The Pentagon maintained the projection announced last year, of a China with a thousand warheads already in 2030. The report also assesses Chinese military expansion, particularly in the naval field – although it is not covered by the text, the launch this year of the aircraft carrier Fujian , the third in the Beijing fleet, draws attention.

The Chinese have, numerically, the largest naval fleet in the world, with 320 vessels. But the US is much superior from a technical and doctrinal point of view, not least because it has vast experience in real war, something that did not exist for the communist dictatorship.

The report also assesses the growing siege of Taiwan, an autonomous island described as a rebel by the Xi Jinping regime. Contrary to what the military in Taipei say, however, the Pentagon sees no imminent risk of invasion by mainland China.

The growing military cooperation with the ally Russia, protagonist in the Ukraine War since February, is noted in the text, as well as the Chinese advance in the field of hypersonic weapons.
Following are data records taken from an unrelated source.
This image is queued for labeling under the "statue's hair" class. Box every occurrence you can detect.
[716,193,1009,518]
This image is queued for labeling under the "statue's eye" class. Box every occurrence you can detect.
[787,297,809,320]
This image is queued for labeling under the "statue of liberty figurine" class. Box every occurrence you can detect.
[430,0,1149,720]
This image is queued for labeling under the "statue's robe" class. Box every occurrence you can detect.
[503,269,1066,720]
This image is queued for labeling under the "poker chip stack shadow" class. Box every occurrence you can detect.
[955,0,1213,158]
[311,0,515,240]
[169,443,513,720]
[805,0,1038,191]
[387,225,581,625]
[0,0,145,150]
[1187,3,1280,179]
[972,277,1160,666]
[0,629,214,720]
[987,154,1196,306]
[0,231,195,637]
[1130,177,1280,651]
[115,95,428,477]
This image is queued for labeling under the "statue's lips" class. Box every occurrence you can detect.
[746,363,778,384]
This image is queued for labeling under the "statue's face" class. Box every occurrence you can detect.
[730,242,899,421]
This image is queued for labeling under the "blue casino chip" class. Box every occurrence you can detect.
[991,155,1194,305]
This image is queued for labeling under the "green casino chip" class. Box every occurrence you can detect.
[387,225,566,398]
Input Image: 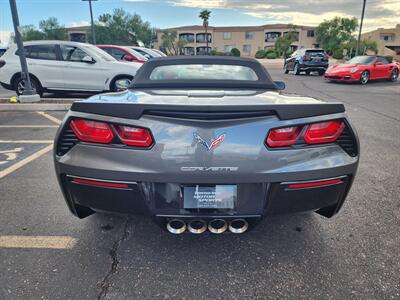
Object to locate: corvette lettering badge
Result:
[193,133,225,151]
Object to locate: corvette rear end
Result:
[54,57,359,234]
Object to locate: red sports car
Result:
[324,55,399,84]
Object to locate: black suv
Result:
[284,48,329,75]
A great deal of time is spent reporting on Beijing’s political motivations in the military area.

“In 2021, China has employed multiple diplomatic instruments to try to erode the influence of the US and allies, such as emphasizing the US withdrawal from Afghanistan and criticizing US-led security partnerships such as the Quad [com Austrália, Índia e Japão] and the Aukus [pacto militar com os australianos e britânicos]”, states the text.